Irish Film Institute -MOON

MOON

Director: DUNCAN JONES

U.K. • 2009 • COLOUR • ANAMORPHIC • DOLBY DIGITAL STEREO • 35MM • 97 MIN


THIS THOUGHT-PROVOKING ‘SPACE ODDITY’ REMINDS US THAT SCIENCE FICTION CAN INVOLVE NOT JUST ACTION AND HARDWARE, BUT ALSO CHALLENGING, CEREBRAL IDEAS.

Sam Bell (Sam Rockwell) is nearing the end of a three-year stretch as the lone supervisor of a lunar mining colony when a freak moon-rover accident lands him in the sick bay. When he wakes, he has no idea how he got there, and his calm companion computer, Gerty (voiced by a typically droll Kevin Spacey), is not much help: ‘Sam, I am only able to account for what occurs on the base.’ Soon after, Sam encounters an intruder who looks exactly like himself. Is he hallucinating or is this apparition real — a clone of his younger, angrier self, perhaps? Rockwell is quirky but captivating as both himself and his alter ego, as Duncan Jones’ $5 million dollar Indie movie poses the intriguing question: if you met you in person, would you like yourself?
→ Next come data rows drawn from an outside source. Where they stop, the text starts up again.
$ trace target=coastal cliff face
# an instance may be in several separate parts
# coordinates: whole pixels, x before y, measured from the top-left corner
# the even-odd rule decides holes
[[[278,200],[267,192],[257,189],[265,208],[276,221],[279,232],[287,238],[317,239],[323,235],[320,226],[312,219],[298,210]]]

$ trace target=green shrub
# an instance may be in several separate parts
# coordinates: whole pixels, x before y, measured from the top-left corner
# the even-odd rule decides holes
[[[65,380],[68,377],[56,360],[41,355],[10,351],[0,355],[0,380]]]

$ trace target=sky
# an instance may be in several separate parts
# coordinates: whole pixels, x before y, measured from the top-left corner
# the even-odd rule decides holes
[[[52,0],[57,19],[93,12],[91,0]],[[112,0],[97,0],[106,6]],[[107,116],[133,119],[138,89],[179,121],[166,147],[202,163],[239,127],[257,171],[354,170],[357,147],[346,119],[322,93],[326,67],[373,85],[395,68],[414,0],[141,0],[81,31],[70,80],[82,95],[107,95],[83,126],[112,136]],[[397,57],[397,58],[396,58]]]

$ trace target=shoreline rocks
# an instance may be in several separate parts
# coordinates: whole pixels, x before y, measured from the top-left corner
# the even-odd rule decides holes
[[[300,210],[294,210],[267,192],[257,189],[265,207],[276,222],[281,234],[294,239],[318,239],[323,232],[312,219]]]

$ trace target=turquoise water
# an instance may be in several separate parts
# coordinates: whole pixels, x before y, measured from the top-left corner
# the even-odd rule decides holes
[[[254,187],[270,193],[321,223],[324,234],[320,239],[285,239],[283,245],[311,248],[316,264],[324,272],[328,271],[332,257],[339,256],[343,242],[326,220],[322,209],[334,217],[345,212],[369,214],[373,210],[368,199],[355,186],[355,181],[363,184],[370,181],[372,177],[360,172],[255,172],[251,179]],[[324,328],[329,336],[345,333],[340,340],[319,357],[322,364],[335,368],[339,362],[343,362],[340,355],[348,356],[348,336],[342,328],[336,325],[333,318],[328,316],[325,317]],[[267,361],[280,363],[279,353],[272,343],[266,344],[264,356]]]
Nathan Parker’s knowing script is candidly reminiscent of the Golden Age of adult science fiction, drawing upon such films as 2001: A Space Odyssey, Silent Running and Outland. Old school miniature models are seamlessly blended with CGI enhancements to create a credible, utilitarian environment, where the disorientated Sam slowly unravels while dreaming of being reunited with his wife and three-year-old daughter back on Earth. The son of pop singer and self-styled ‘cosmic yob’ David Bowie, Jones is admirably serious but not without a sense of comic irony: Sam’s wake-up call is Chesney Hawkes’ catchy pop song I Am the One and Only. — Nigel Floyd.